Шрифт:
Интервал:
Закладка:
– Как же это?.. – пробормотал Сухарев.
– А это – еще пара «мессеров» вверху. Двое выманивают на себя наших, двое загоняют их в землю… – Костенко ударил кулаком по броне. – А наши… Подставились ребята.
Уцелевший «ишак» резким разворотом ушел от пулеметных очередей.
– Уходить! – крикнул Костенко, будто летчик в истребителе мог его слышать. – Не на вертикаль!
«Мессершмитты» один за другим заходили на «И-16», но никак не могли попасть.
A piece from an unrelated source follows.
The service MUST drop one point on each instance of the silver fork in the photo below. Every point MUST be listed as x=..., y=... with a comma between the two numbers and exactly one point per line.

Через минуту самолеты исчезли, и удалось «ишаку» уцелеть или нет, Сухарев так и не узнал.
– Они небо чистят. Провоцируют наших, потом сбивают. А потом прилетят бомбардировщики… – Костенко выругался. – Скоро прилетят.
Их полуторка, как ни странно, могла ехать. Несколько дыр в кабине и кузове – и все. Двигатель завелся, водитель объехал горящую машину.
– До города – пять с половиной километров, – сказал старший лейтенант Зимянин. – Если повезет…
Им почти повезло.
Где по дороге, где по обочине, водитель дотащил их полуторку до окраины. И вот там везение кончилось.
Вначале Сухарев услышал, как открыли огонь зенитки. Часто застучали зенитные автоматы, в небе над городом повисло несколько дымных комков.
– Ходу! – крикнул Костенко, ударив ладонью по крыше кабины. – Давай к домам…
Полуторка дернулась, набирая скорость, но тут справа вынырнула легковушка, подставила бок.
Водитель грузовика даже затормозить не успел, машина ударила «эмку», проволокла ее несколько метров и опрокинула. И почти в тот же момент сзади в полуторку ударился следовавший за ней грузовик.
Сухарева швырнуло вперед, под ноги Костенко и Зимянина. Закричали дети. Потом вой пикирующего бомбардировщика перекрыл все звуки вокруг. Рев двигателя – вой сирены – свист бомбы – взрыв.
«Эмка» взлетела в воздух, разваливаясь на части, Сухарев почувствовал, как какая-то сила подхватила его и швырнула прочь из кузова, на стоявшую сзади машину.
Темнота.
Темнота и тишина.
У Сухарева не было ни рук, ни ног… тела вообще не было. Только мозг, который плавал в кромешной темноте. В темноте и безмолвии.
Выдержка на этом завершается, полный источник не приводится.